Les graffitis, les affiches et les menaces d'expulsion par crainte de contagion sont bien entendu considérés comme des crimes haineux. Et en tant que tels, ils peuvent être signalé, jugé, condamné et puni. Mais le plus terrible pour ceux qui subissent ce type de harcèlement, c'est que ce qui était impensable et incompréhensible jusqu'à il y a quelques jours a pris forme et menace à certains endroits de se normaliser.

Ce qui est terrible, c'est que ces personnes qui risquent leur vie, la plupart non pour de l'argent mais pour leur conscience et leur responsabilité, sont blessées lorsqu'elles sont les plus vulnérables. Ces personnes ont été discriminées, rejetées et marginalisées par ceux qui, jusqu'à récemment, faisaient partie de leurs cercles de confiance. On leur refuse de faire leur devoir. Aider. Pour sauver des vies.

Et cela génère d'abord une énorme perplexité puis une colère infinie. Génère de la tristesse. Donne envie de jeter l'éponge. On se demande pour qui exactement vous vous battez. Et surtout, si le sacrifice en vaut la peine.

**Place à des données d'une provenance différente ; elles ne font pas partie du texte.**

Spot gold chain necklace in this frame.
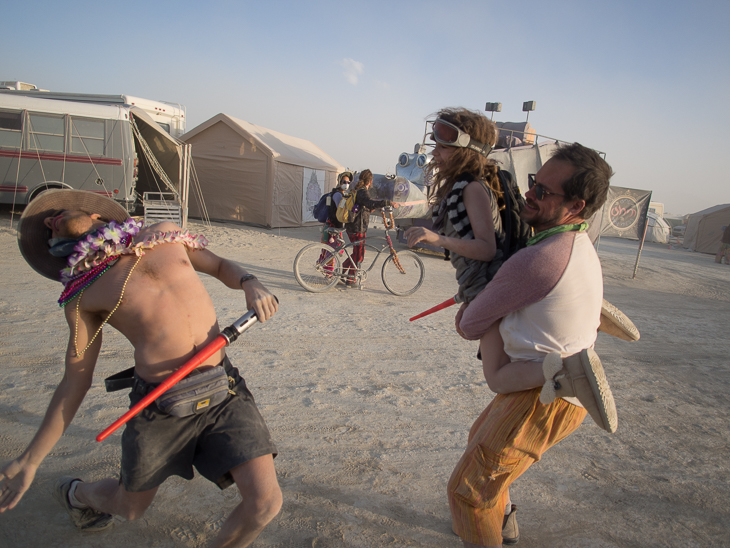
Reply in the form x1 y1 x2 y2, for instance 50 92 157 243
73 254 143 357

Car le personnel médical n'est pas composé de héros en armure pare-balles. Ce sont des gens qui accomplissent des actes héroïques. Mais ces personnes souffrent aussi d'humiliation et de mépris. Parce qu'en ce moment, ils sont extrêmement vulnérables psychologiquement.

Par conséquent, il est important que toutes ces personnes se sentent protégées et soutenues par l'autre côté de la société. Ceux qui, bien qu'eux aussi aient peur, savent se contrôler pour soutenir les plus faibles. Ceux qui sont fatigués aussi, mais trouvent quand même la force de redonner le sourire. Que bien qu'ils vivent dans l'incertitude, comme tout le monde, ils savent transmettre la sécurité. Ceux qui pensent. Ce qu'ils apprécient. Qui n'adhèrent pas à des slogans éphémères, mais cherchent un moyen d'apporter leur grain de sable.


Et le grain de sable qui nous correspond pour contribuer en ce moment est de soutenir tous ceux qui nous soutiennent. Inconditionnellement. Créer une barrière contre l'ignorance. Mettez un terme à l'égoïsme. Et alimente l'empathie.

Car si cette crise nous a appris quelque chose, c'est qu'un virus peut faire peur, mais les réactions humaines peuvent faire la différence. Et à partir de cette situation, comme l'écrivait Juan Rulfo, « nous nous sauvons ensemble ou nous nous séparons ». Au cas où quelqu'un ne l'aurait pas compris.